Each night, he tested the software by downloading AOL chats and running the online conversations through the program.
“I discovered that language didn’t work the way that I thought it would,” Pennebaker says, describing the individual differences and personalities that shine through the simplest of words. “In psychology we usually look at individuals, focus on how a particular person is behaving. With language, everything changes. We can now look at entire communities and cultures.”
In the last couple of decades, Pennebaker has used LIWC in a number of different studies, publishing a plethora of intriguing insights on the psychological meanings behind words. With his graduate students, he has been exploring how language can identify underlying psychological states, community values and cultural shifts, what it reveals about group dynamics, song lyrics, or even how political leaders think and feel.
And the simple, yet ingenious software continues to be used by people studying psychology, history, medicine, marketing, linguistics, computer science and even by tech giants to understand their branding and improve problems with customer service.

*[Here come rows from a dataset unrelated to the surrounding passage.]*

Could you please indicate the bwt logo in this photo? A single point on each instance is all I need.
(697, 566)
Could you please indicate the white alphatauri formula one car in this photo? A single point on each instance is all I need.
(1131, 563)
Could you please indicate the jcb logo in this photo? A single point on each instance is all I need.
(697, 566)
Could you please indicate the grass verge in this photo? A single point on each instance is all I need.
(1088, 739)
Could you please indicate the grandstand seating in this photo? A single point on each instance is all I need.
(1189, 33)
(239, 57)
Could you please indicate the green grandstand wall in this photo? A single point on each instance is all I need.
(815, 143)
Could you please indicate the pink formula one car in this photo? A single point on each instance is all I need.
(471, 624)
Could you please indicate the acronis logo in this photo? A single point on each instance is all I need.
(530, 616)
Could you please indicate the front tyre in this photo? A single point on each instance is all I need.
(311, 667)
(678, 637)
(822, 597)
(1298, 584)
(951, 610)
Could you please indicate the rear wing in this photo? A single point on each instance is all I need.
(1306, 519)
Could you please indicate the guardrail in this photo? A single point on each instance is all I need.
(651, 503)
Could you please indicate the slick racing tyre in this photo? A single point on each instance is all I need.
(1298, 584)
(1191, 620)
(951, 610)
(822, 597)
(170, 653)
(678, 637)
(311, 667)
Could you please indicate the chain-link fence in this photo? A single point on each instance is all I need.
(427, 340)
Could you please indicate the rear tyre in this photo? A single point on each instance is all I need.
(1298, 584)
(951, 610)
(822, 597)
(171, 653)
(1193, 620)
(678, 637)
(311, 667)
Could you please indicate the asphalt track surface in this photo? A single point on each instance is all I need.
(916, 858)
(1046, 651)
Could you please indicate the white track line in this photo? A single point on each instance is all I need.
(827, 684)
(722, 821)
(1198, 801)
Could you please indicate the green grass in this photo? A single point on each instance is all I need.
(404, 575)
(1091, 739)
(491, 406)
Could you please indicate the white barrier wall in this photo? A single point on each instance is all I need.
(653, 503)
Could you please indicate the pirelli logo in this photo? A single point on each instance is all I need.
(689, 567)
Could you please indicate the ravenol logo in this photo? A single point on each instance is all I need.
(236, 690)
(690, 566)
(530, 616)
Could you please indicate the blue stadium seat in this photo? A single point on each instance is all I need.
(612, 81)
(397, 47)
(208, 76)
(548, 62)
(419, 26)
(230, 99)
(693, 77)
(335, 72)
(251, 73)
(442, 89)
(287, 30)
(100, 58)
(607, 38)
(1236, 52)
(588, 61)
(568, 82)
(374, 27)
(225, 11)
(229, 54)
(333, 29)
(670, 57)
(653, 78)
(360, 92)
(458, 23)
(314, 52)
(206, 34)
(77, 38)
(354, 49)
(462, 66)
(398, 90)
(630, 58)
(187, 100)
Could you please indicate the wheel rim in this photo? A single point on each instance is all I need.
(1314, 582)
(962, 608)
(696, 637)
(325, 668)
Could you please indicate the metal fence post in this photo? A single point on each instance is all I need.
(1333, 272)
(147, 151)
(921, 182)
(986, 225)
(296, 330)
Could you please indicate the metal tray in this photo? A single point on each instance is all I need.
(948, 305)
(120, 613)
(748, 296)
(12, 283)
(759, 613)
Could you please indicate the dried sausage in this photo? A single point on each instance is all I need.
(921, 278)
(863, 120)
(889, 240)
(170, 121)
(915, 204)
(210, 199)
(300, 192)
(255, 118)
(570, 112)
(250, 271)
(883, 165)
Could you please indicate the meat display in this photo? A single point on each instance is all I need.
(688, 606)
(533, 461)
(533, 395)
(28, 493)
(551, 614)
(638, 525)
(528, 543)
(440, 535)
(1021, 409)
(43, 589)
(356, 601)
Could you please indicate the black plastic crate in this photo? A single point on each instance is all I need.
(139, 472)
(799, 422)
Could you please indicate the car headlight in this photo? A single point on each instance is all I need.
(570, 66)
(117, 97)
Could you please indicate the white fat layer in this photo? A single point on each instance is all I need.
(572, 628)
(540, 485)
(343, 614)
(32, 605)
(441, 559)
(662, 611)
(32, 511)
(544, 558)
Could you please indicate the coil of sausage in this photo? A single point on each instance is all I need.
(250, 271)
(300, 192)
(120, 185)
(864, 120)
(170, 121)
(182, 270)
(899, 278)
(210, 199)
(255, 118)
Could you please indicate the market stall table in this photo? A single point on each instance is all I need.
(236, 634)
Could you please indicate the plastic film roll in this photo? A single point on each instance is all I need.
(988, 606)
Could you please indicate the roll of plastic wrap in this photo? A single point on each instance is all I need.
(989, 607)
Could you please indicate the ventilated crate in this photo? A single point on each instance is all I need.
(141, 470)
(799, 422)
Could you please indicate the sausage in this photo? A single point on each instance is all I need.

Most recently, Pennebaker and his students have used the program to monitor cultural shifts during the COVID-19 pandemic. By analyzing millions of comments within the social media site Reddit over the last 10 years, Pennebaker’s team is witnessing the profound psychological changes that accompany significant social moments, like the global pandemic, Black Lives Matter or the past presidential elections.
“Because words are everywhere, we are able to see the world in ways we’ve never imagined,” Pennbaker describes. “I feel as though I couldn’t have picked a discipline that is more interesting or in a time that’s more dynamic because it deals with all of us — our connections and how we feel about ourselves and the world.
“So, what’s next? Who knows. My guess is there will be something in it for a good researcher.”